Ordinary Seaman, H.M.S. Pearl
|Indian Mutiny 1857-58, no clasp. Impressed naming John Hudson, Ord. Pearl.
2nd China War, 1857-60, one clasp Taku Forts 1860. Un-named as issued.
Naval L.S.& G.C. VR, narrow suspension. Engraved naming Jn Hudson Capt. Hold. H.M.S. Duke of Wellington.
John Hudson was born in Clapham, Surrey, on 7 December 1837. He joined the Royal Navy as a Boy 1st Class aboard H.M.S.
PEARL on 1st of April, 1856. Hudson was advanced to Ordinary Seaman in January of 1858, and was paid off on the 16th of
June, 1859. For a portion of this time he served with the Naval Brigade of H.M.S. Pearl in the Indian Mutiny. Hudson joined
the PEARL again a fortnight after she was re-commissioned on the 12th of August, 1859. During this commission Hudson
participated in the final bombardment action of the Second China War, while on loan from H.M.S. Pearl to H.M.S. BUSTARD.
According to Captain Douglas-Morris, Hudson was the only man to serve during these two successive commissions of H.M.S.
PEARL. It appears that only 13 sailors of the Royal Navy earned medals for both of the Indian Mutiny and the 2nd China
War, with only five of these men earning a clasp to their 2nd China War medal.
Hudson was advanced to Leading Seaman in January of 1863. He attained Inferior Petty Officer rank when he was
promoted Captain of the Hold in 1864, prior to his being paid off on the 18th of June of that year.
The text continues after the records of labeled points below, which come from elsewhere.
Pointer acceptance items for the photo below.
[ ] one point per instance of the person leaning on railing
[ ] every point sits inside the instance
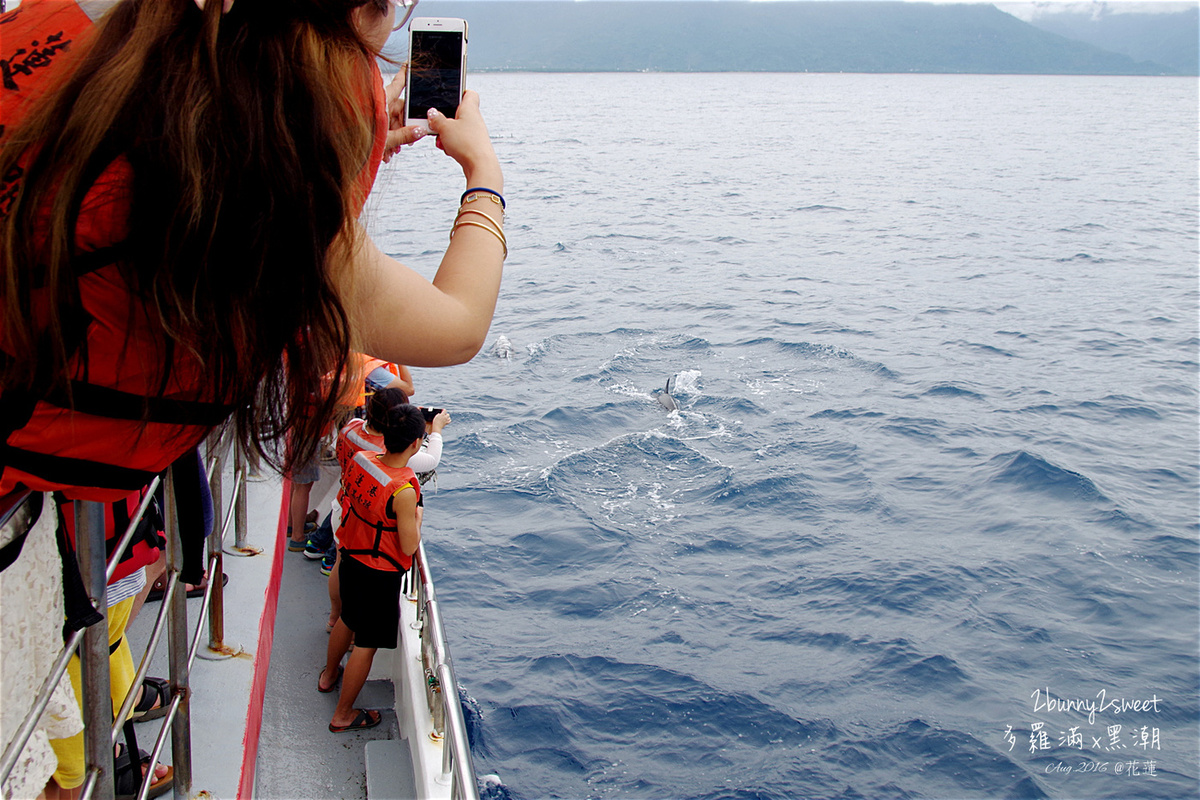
(179, 244)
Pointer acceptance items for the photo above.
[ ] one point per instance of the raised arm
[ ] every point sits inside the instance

Hudson served two more full commissions aboard H.M.S. ENDYMION from 1866 to 1869 and H.M.S. ROYAL ALFRED
from 1869 to 1872, completing his time while serving on H.MS. DUKE OF WELLINGTON. Hudson received a Long
Service and Good Conduct medal in April of 1875.
The above information was obtained from the discussion of John Hudson’s medals on page 124 of Captain Douglas-Morris’s
seminal treatise Naval Medals 1858-1880.